GRIEF

15 4 5
                                    

~VICTORIA~

Ignoring the foal smell of rotten mangoes that's fallen from the tree, the twitching and chirping sounds of birds were far to my ear as I kept running.

I sprint down Mission Road, dodging okada motorcycles and market women balancing baskets on their heads. The scorching sun beats down, casting long shadows across the faded colonial-era buildings.

Tears blur my vision as I weave past street vendors selling plantains, yams, and colourful fabrics. The smell of suya and egusi soup wafts from food stalls, usually enticing, now sickening.

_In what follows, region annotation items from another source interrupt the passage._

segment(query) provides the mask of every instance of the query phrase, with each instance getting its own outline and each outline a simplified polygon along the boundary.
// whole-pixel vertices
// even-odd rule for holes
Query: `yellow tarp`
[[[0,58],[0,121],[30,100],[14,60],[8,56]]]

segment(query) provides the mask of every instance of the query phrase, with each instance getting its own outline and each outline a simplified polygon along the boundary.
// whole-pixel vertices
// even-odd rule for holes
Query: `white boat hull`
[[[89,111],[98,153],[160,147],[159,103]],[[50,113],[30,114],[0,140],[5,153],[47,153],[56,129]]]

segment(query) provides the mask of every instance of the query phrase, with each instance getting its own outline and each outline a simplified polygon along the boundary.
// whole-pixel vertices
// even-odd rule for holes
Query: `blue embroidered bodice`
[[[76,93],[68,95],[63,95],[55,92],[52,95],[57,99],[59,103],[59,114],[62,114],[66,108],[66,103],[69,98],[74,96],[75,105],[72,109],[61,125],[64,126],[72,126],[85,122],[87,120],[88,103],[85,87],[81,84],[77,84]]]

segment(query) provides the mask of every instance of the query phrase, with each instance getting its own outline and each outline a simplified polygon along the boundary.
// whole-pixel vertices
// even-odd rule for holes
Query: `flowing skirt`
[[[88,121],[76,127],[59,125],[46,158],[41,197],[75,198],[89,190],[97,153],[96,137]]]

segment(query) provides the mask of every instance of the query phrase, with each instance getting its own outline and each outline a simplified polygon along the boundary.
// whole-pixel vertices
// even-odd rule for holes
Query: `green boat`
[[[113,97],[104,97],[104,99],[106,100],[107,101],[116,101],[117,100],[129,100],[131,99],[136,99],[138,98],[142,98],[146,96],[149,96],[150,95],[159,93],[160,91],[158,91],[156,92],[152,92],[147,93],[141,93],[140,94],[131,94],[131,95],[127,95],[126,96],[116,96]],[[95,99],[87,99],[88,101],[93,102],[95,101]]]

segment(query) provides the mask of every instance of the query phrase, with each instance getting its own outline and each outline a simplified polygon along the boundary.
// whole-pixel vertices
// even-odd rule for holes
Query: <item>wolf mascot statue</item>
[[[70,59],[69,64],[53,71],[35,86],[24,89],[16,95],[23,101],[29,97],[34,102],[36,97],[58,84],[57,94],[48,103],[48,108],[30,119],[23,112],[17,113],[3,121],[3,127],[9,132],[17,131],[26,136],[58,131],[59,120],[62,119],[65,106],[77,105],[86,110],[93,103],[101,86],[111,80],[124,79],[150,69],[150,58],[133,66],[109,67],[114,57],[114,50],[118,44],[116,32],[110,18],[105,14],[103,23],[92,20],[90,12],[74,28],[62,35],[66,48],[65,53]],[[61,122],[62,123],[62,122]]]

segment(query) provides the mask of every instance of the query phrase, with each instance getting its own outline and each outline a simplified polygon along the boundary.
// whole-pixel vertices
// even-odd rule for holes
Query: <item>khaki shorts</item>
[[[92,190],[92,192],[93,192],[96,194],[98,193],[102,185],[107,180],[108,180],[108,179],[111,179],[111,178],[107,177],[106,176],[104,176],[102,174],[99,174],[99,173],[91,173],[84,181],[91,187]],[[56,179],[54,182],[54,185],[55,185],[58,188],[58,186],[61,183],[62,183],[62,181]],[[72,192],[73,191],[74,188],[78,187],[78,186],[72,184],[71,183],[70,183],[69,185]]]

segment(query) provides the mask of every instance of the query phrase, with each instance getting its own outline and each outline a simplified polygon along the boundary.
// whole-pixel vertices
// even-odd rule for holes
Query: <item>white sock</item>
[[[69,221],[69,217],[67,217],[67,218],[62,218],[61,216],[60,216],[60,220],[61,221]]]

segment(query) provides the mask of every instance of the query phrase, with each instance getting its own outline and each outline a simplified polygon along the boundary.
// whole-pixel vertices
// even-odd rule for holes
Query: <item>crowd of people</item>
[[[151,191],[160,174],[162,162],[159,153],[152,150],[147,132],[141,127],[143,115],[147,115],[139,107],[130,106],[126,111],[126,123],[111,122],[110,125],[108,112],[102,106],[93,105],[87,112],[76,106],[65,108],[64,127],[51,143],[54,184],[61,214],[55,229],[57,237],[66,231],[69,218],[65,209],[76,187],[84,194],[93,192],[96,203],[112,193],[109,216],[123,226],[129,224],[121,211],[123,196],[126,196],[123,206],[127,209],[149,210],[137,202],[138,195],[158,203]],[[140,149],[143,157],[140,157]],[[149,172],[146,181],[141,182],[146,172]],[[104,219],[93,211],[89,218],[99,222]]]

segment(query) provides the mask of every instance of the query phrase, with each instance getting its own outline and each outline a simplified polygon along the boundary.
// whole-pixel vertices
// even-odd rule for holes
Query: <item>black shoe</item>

Around me, the city's vibrant energy pulses – horn-blaring danfo buses, hawkers calling out, the distant hum of the Ring Road. But none of it registers.

The words echo in my mind like a nightmare.

"She's gone."

The stares I was getting, the mummers, the insults of drivers that halted their ride from hitting me while running into them didn't freak me out.

Just two words, but they shatter my world.

I push aside the numbness, focusing on putting one foot in front of the other. My breath comes in ragged gasps.

Why did I take that detour through Ogbe Stadium? Why did I linger at Uselu Market?

If only...

Guilt and regret swirl inside me, making my stomach churn.

As I turn onto Sakponba Road, our house looms ahead – its cream-coloured walls, rusty iron gates, and zinc roof a familiar haven.

What will I find when I open that door?

Will everything be okay?

No, it can't be.

The voice on the phone...

The trembling tone...

The words...

"She's gone."

My ribs burned and my legs hurt but I didn't stop. The adrenaline i was feeling kept me moving even though i was losing all of my strength.

My school bag kept hitting my back as tears rolls down my cheek.

'Please lord, let it not be true. Let it not be true please' I prayed silently. 'Lord please. Hear my prayer just this once'

As I push open the gate, I'm met with a sea of unfamiliar cars packed into our compound. Neighbours' faces, usually warm and smiling, now wear pity-filled expressions. I recognize Mrs. Osagie, our next-door neighbour, her eyes brimming with tears.

"No, no, no," I whisper, shaking my head.

This can't be real.

I quicken my pace, rushing past the sympathetic gazes. Our living room, once filled with laughter and warmth, now overflows with mournful faces. Strangers, all crying, some offering comforting words.

I weave through the crowd, numbness enveloping me. Denial screams in my mind.

This is a mistake.

A terrible joke.

I won't believe it

I push open Grandma's door, my heart racing.

Please, let her be sitting up, smiling.

Let this all be a lie.

But the bed lies empty.

Auntie Blessing and Uncle Tony stand beside it, their eyes red-rimmed.